I used http://gettwitterid.com/ to manually check if these Ids are working, and they are but the list is really long to check it one by one.
Is there a solution with python to split the Ids into two lists, one containing Valid Ids and the other contains the Not valid ones, thet I use the Valid list as input for logstash?
The first 10 rows of the csv file is like this :
"id"
"602169027"
"95104995"
"874339739557670912"
"2981270769"
"93054327"
"870723159011545088"
"3008493180"
"874804469082533888"
"756339889092829184"
"1077712806"
I tried this code to get tweets using Ids imported from csv, but unfortunetly it's raising 144 (Not found)
import tweepy
import pandas as pd
consumer_key = ""
consumer_secret = ""
access_token_key = "-"
access_token_secret = ""
auth = tweepy.OAuthHandler(consumer_key, consumer_secret)
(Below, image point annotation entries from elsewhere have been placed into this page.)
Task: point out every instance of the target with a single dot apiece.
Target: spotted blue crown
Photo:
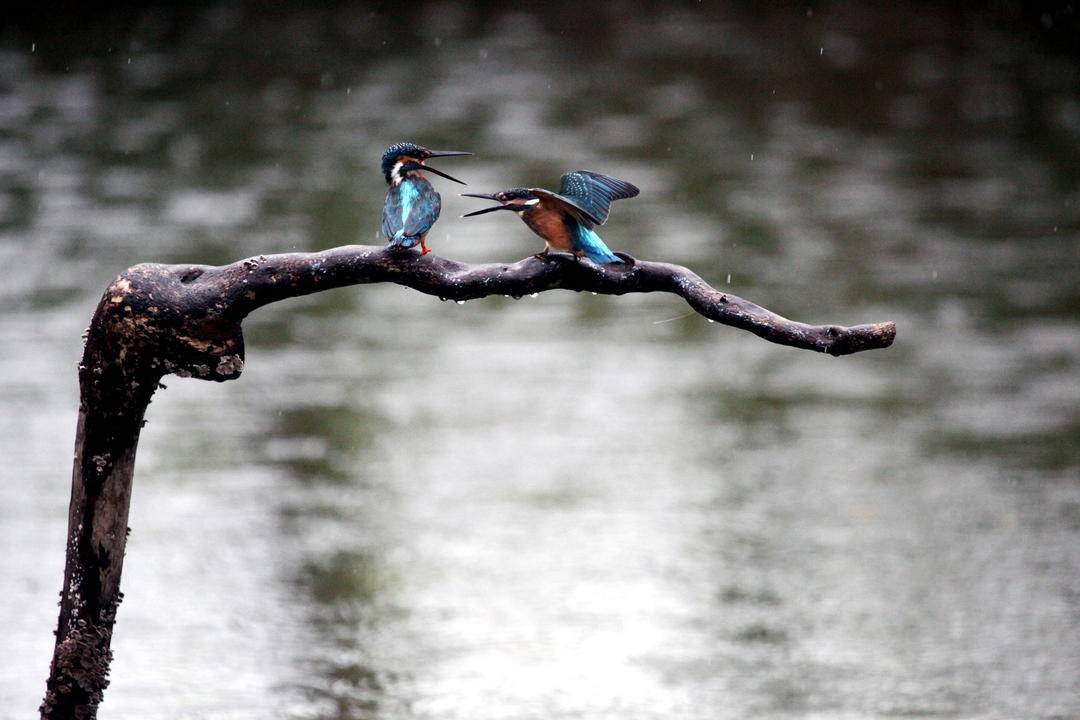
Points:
(399, 149)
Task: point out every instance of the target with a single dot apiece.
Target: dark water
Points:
(568, 506)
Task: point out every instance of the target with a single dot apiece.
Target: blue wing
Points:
(592, 193)
(590, 243)
(410, 208)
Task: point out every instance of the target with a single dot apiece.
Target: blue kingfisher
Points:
(565, 219)
(412, 204)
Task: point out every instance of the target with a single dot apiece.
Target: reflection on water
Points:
(571, 505)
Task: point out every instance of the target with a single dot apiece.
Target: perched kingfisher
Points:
(565, 219)
(412, 204)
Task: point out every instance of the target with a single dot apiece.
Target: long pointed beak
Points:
(441, 173)
(491, 209)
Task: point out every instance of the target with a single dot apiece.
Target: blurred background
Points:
(568, 506)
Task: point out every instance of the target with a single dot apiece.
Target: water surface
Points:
(569, 506)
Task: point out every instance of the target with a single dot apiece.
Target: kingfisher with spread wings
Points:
(412, 204)
(565, 219)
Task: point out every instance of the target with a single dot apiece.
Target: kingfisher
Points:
(565, 219)
(412, 204)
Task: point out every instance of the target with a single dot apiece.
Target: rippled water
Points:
(568, 506)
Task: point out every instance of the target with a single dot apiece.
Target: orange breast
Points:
(550, 226)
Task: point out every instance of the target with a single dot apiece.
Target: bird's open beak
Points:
(443, 153)
(446, 153)
(429, 168)
(485, 195)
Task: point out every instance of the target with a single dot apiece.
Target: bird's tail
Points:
(401, 240)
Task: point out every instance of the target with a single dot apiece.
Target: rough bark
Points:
(186, 320)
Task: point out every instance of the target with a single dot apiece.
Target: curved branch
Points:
(157, 320)
(243, 286)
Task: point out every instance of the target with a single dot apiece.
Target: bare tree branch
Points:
(157, 320)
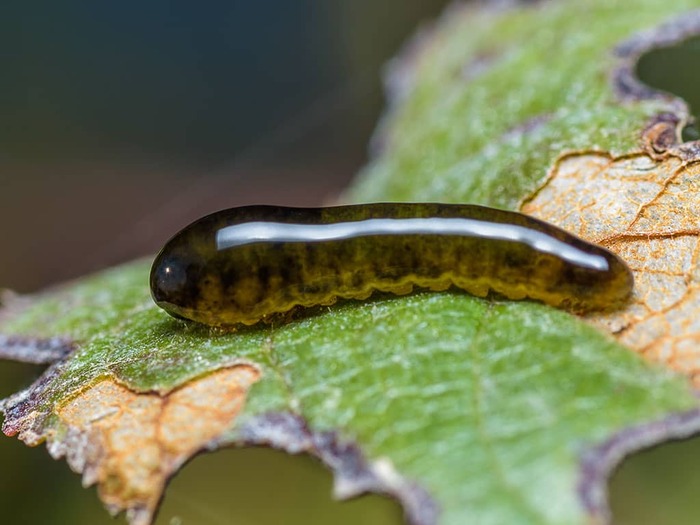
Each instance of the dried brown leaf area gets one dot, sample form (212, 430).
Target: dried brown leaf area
(130, 443)
(647, 210)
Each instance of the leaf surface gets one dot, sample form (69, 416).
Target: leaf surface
(466, 410)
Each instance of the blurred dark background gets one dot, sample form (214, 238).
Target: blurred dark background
(121, 122)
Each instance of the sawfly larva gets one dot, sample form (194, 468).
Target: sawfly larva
(242, 265)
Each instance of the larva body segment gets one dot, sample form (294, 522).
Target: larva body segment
(244, 264)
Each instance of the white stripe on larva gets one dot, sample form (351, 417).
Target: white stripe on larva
(255, 232)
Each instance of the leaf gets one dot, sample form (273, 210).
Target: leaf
(465, 410)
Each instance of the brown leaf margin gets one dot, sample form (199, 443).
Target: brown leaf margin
(598, 463)
(353, 475)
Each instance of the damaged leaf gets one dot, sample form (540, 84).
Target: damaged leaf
(463, 409)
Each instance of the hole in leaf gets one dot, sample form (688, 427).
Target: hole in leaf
(658, 486)
(675, 70)
(264, 487)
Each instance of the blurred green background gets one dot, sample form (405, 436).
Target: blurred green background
(122, 122)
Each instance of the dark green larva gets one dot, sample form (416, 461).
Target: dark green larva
(245, 264)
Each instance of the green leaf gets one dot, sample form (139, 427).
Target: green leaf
(466, 410)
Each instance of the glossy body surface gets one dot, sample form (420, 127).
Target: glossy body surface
(242, 265)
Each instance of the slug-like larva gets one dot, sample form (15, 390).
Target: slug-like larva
(244, 264)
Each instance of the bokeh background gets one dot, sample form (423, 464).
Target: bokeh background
(123, 121)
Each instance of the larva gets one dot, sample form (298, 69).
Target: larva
(244, 264)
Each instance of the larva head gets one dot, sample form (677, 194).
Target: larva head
(172, 282)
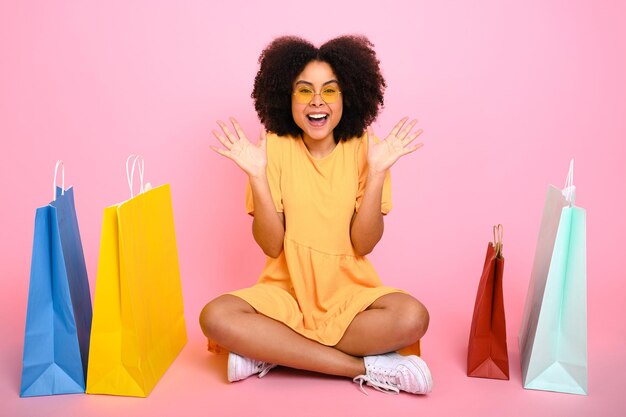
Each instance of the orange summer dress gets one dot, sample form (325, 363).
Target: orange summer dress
(318, 284)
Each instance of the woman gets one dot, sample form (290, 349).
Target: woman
(318, 189)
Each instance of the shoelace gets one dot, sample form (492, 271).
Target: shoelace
(264, 368)
(381, 380)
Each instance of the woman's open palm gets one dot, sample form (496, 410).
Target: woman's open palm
(251, 158)
(382, 155)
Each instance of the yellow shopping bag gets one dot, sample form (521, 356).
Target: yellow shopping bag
(138, 324)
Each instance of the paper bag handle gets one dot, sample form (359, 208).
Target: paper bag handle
(54, 184)
(130, 172)
(498, 233)
(569, 191)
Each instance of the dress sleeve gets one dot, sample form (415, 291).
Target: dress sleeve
(273, 175)
(385, 205)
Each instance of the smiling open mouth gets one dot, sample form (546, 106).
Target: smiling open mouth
(318, 119)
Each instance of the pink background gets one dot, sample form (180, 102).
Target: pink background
(506, 92)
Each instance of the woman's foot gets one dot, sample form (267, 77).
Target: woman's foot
(393, 372)
(240, 367)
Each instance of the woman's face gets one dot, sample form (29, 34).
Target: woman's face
(317, 118)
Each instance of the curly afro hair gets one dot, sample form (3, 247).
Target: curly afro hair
(353, 61)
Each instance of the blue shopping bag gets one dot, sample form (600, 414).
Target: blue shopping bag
(553, 336)
(58, 318)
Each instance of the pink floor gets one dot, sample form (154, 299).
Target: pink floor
(196, 385)
(506, 92)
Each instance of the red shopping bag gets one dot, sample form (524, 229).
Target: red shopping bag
(487, 355)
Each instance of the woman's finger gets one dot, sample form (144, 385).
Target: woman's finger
(231, 137)
(398, 126)
(238, 129)
(407, 129)
(221, 152)
(411, 138)
(410, 149)
(227, 144)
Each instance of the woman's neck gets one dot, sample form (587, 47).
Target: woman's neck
(319, 148)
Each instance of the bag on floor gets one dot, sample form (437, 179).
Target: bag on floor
(138, 326)
(487, 355)
(553, 335)
(58, 317)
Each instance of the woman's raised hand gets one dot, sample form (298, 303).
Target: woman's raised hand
(251, 158)
(382, 155)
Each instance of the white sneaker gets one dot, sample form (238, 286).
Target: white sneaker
(393, 372)
(240, 367)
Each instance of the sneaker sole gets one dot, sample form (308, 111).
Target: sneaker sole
(232, 367)
(422, 368)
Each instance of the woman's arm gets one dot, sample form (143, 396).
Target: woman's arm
(268, 226)
(367, 224)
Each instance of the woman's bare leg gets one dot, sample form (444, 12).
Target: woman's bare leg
(234, 324)
(390, 323)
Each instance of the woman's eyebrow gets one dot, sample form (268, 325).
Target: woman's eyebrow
(310, 83)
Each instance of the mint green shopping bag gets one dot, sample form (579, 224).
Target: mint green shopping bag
(553, 335)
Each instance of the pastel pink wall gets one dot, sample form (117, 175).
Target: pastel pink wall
(506, 92)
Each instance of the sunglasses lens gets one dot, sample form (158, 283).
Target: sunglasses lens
(330, 94)
(304, 95)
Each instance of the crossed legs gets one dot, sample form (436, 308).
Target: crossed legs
(392, 322)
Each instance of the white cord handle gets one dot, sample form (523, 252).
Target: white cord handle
(570, 189)
(130, 172)
(54, 184)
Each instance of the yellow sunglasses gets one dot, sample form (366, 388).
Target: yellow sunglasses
(304, 94)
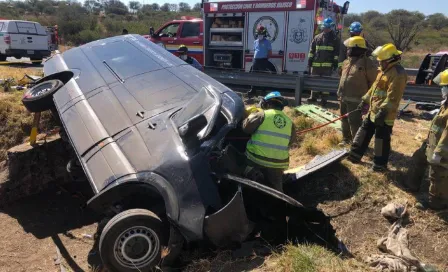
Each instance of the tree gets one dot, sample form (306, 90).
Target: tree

auth.set_access_token(access_token_key, access_token_secret)
api = tweepy.API(auth, wait_on_rate_limit=True, wait_on_rate_limit_notify=True)
dfuids = pandas.read_csv('Uids.csv')
for index, row in dfuids.iterrows():
print row['id']
tweet = api.get_status(dfuids['id'])
importing ids from csv
Try to change your code to this:
for index, row in dfuids.iterrows():
print row['id']
tweet = api.get_status(row['id'])
To escape potential errors, you can add a try / except loop later.
I got the solution after some experiments:
dfuids = pd.read_csv('Uids.csv')
valid = []
notvalid = []
for index, row in dfuids.iterrows():
print index
x = str(row.id)
#print x , type(x)
try:
tweet = api.user_timeline(row.id)
#print "Fine :",row.id
valid.append(x)
#print x, "added to valid"
except:
#print "NotOk :",row.id
notvalid.append(x)
#print x, "added to valid"
This Part of the code was what I needed, so it loops for all the Ids, and test if that user id give us some tweets from the timeline, if correct then it's appended as string to a list called (valid) else if we have an exception for any reason then it's appended to (notvalid).
We can save this list into a dataframe and export csv :
df = pd.DataFrame(valid)
dfnotv = pd.DataFrame(notvalid)
df.to_csv('valid.csv', index=False, encoding='utf-8')
dfnotv.to_csv('notvalid.csv', index=False, encoding='utf-8')